Yes, Pieter – hold on to celebrating the teeny tiny!
Are you feeling more demands on your executive functions these days? You are not alone.
Adjusting to sheltering in place for over a month has stretched us all thin. We try to stay sane and reasonably productive, but the constant flow of unsettling news easily switches us from our wise prefrontal cortex into our reactive emotional brain. The result is a fight, flight or freeze reaction where we can’t think clearly.
I’ve been equating this stress we experience to being hooked up to an IV drip of cortisol, a stress hormone. Cortisol upsets the chemical balance in our brains, interfering with our executive functioning. I have observed that this nonstop stress is accentuating “weak” EF skills for everyone. However, cortisol is particularly disruptive for people with known or diagnosed executive function challenges, including those with ADHD, Traumatic Brain Injury (TBI) and aging brains.

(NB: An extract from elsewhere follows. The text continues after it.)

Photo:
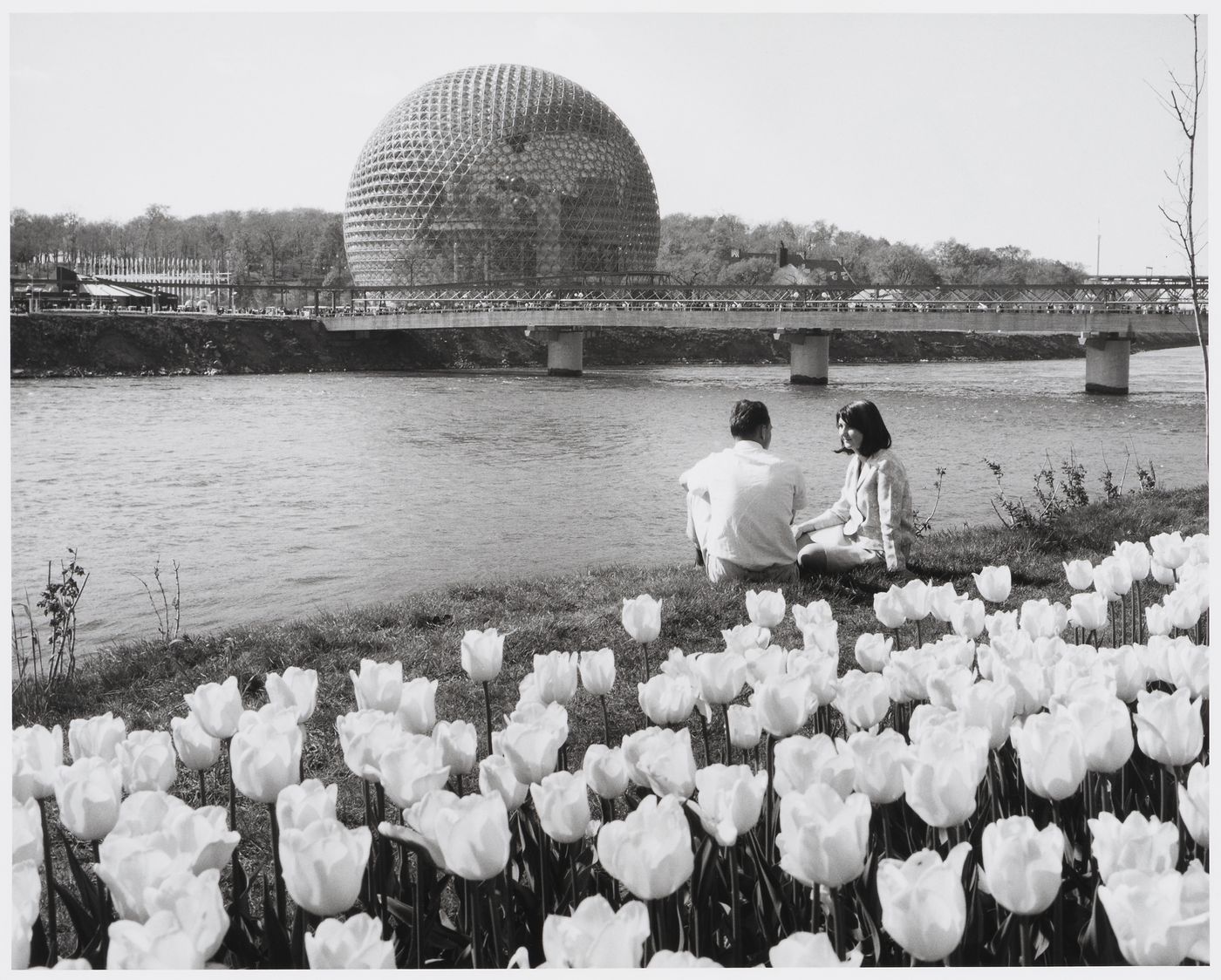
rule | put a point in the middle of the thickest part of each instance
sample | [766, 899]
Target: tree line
[305, 244]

I have personally been struggling to get things done during this pandemic, and I know I am not alone. Each day I teach the Seeing My Time course to my private clients, and they are all reporting similar challenges.
From writing a novel to a complete basement organization, everyone seems to be talking about their quarantine project goals. But for those of us with future thinking and follow-through challenges, both executive functions of the brain, that’s more easily said than done. The extra cortisol pumping through our brains in addition to the usual time management issues can make achieving anything really difficult – even small tasks that aren’t projects at all.
Recently, I began to frame the situation differently, and it has made a world of difference. Instead of focusing on projects of things I should be doing, I’m focusing on the challenge of regaining control of my brain. This is my COVID 19 “project.” I’ve been encouraging my clients to do the same. And little by little, it is working for all of us – one task at a time.
I recently purchased the book, Tiny Habits by BJ Fogg, a behavioral design researcher at Stanford University. He tells us that to change behavior requires setting up new habits. To successfully do that, you must start REALLY small. The task you set for yourself needs to be teeny tiny.
In the book, Fogg started his teeth flossing habit by setting the goal of flossing just ONE tooth! It may sound silly but it works! I have gotten back to flossing by setting the goal of just flossing my bottom teeth, which quickly advanced to flossing all my teeth. By setting a very small and achievable goal, you are in a way manipulating your mind into doing it.
But setting a tiny goal isn’t the end point. One of Fogg’s basic principles is that we change behavior when we feel good, not when we feel bad. Given these trying times, it can be hard to get our brain or minds to feel good. Fortunately, Fogg has a solution. What does he suggest? Celebrate! Yup, celebrate.
Here is how it works. Whenever you make any behavior choice that takes effort, you need to consciously acknowledge your success. How you choose to celebrate the success is up to you, but you need to feel it in your body and brain. Fogg calls this feeling “shine.”
When I celebrate, I inevitably end up with a smile on my face and an increased level of dopamine that motivates me on to start my next task. Sometimes I do a happy dance, which I will do when I finish this blog! Other times I flash my fingers in a “V” for victory and say “victory” either out loud or in my mind. When I complete a hard task on my to-do list, I will cross it off and then write “Yay!” next to it. By focusing on how to make my brain feel good, I’m taking back control of my time and productivity. I’ve had such fun sharing these ideas with my Seeing My Time clients. I love it when they start flashing “victory” signs at me!
If you are feeling a bit out of control these days, have compassion for your poor brain. Then decide to make your brain your project. Start paying attention to its needs and figure out what tools and strategies you can use to support your executive function skills. My blog archive, which goes back 10 years, is full of ideas if you are looking for inspiration. The most recent one, Executive Function Tips in the Time of Covid-19 includes a video with suggestions for managing stress and anxiety.
Is there one little habit you could add that would take some stress away from your brain, like putting dirty dishes immediately into the dishwasher instead of letting them collect on the counter or in the sink? BJ Fogg’s website, tinyhabits.com has lots of resources and information to design your own brain project.
In these difficult times it is critical to remember to celebrate each success, no matter how small. We all deserve to “shine.” Feel the virtual hug!
Marydee Sklar is the president of Executive Functioning Success and the creator of the Seeing My Time Program®. She is an educator and author of three books on executive functions, as well as a trainer and speaker. Marydee has more than twenty-five years of experience working with students and adults with executive function challenges.
Yes, Pieter – hold on to celebrating the teeny tiny!
Thank you! This is inspiring and really makes sense. Making it tiny makes it doable!